NOTE: SAS went to a new line when INPUT @
'CHARACTER_STRING' scanned past the end of a line.
NOTE: The data set WORK.TEST has
105 observations and 2 variables.
NOTE: DATA statement used (Total process time):
      real time          
0.75 seconds
      cpu time           
0.02 seconds
Peter_C
Rhodochrosite | Level 12

Have you heard about the OUTPUT  statement?

data_null__
Jade | Level 19

Peter Crawford wrote:

Have you heard about the OUTPUT  statement?

Heard about it but I try not to use it. :smileygrin:  I thought implied output would suffice.

Peter_C
Rhodochrosite | Level 12

Can't use implicit here because there is no natural end-if-line (so the recfm=f approach might split a required value) and the implied OUTPUT occurs at end of step where buffer was getting released.

Of course, the buffer could be retained through data step iteration if INPUT  uses double trailing @ symbols. In that way the implicit output would do, but the step would need something to terminate at "end of buffer" - like the condition in my UNTIL

Peter_C
Rhodochrosite | Level 12

filename mydata url 'http://www.google.com/trends/fetchComponent?q=sas&cid=TIMESERIES_GRAPH_0&export=3&geo=BE&date=today%...' ;

data XXXX;

     infile mydata ;

Length f $3 ;

Do cases =1 to 1000 until( f= ' ' ) ;

          input

               @'"v":' v $8.

               @'"f":"' f $3.  @;

         output ;

End ;

Stop ;

     run;

mathias
Quartz | Level 8

Thanks for your help

Is this code working for you ?

On my side, it just gives an empty dataset with 3 columns (f cases v).

filename mydata url 'http://www.google.com/trends/fetchComponent?q=sas&cid=TIMESERIES_GRAPH_0&export=3&geo=BE&date=today%...

data XXXX;

  infile mydata;

  Length f $3;

  Do cases =1 to 1000 until( f= ' ' );

  input

  @'"v":' v $8.

  @'"f":"' f $3.  @;

  output;

  End;

  Stop;

run;

Peter_C
Rhodochrosite | Level 12

I was trying an hour ago and it produced 105 obs.

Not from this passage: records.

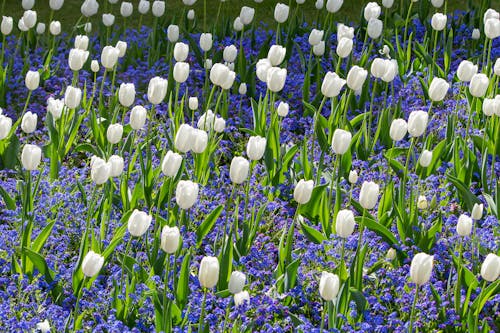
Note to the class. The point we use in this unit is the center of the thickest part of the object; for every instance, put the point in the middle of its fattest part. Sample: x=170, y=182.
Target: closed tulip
x=356, y=77
x=276, y=55
x=398, y=129
x=138, y=223
x=236, y=282
x=477, y=211
x=303, y=191
x=421, y=268
x=276, y=78
x=464, y=225
x=466, y=70
x=281, y=12
x=109, y=57
x=344, y=47
x=171, y=164
x=117, y=165
x=181, y=72
x=368, y=195
x=28, y=123
x=425, y=158
x=438, y=89
x=208, y=273
x=114, y=133
x=238, y=171
x=7, y=24
x=186, y=194
x=32, y=80
x=256, y=147
x=72, y=97
x=478, y=85
x=329, y=285
x=31, y=157
x=344, y=224
x=490, y=269
x=316, y=36
x=92, y=264
x=206, y=41
x=417, y=123
x=157, y=89
x=438, y=21
x=100, y=170
x=229, y=54
x=283, y=109
x=241, y=298
x=332, y=84
x=341, y=141
x=246, y=15
x=170, y=239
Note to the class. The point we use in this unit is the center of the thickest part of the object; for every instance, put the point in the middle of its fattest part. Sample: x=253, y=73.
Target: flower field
x=239, y=166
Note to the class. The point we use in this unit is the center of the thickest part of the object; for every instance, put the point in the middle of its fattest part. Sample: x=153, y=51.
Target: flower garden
x=198, y=170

However just after, the server stopped providing the data.

Maybe it will come back

mathias
Quartz | Level 8

I played with the filename and it seems to work now, I need to use a local copy of the text.

Thank you very much !

mathias
Quartz | Level 8

Is it possible to test if the filename was incorrectly fetched ?

like if the text contains <!DOCTYPE html>, just don't use it

filename mydata url 'http://www.google.com/trends/fetchComponent?q=tekenbeet&cid=TIMESERIES_GRAPH_0&export=3&geo=BE&date=...

/* if contains <!DOCTYPE html>

then do not copy mydata in gTrends.json

*/

data _null_;

  infile mydata ;

  file '...\gTrends.json';

    input;

    put _infile_;

run;

filename copydata '...\gTrends.json';

data_null__
Jade | Level 19

if find(_infile_,' <!DOCTYPE html>','I') then stop; *perhaps write a message to the log;

art297
Opal | Level 21

While this question has already been marked as having been answered, I have to wonder whether the following comes closer to capturing the data that you are actually wanting to retrieve:

filename mydata3 url 'http://www.google.com/trends/fetchComponent?q=sas&cid=TIMESERIES_GRAPH_0&export=3&geo=BE&date=today%...' ;

data test (drop=chardate);

   infile mydata lrecl=32767;

   format date date9.;

   input @'{"c":[{"v":new Date(' chardate : $10. @',{"v":' v 4. @@;

   date=mdy(input(scan(chardate,2,','),2.)+1,scan(compress(chardate,')'),3,','),

    scan(chardate,1,','));

run;

mathias
Quartz | Level 8

This was indeed what I intended.

But I couldn't ask for the whole solution without searching more by myself Smiley Happy.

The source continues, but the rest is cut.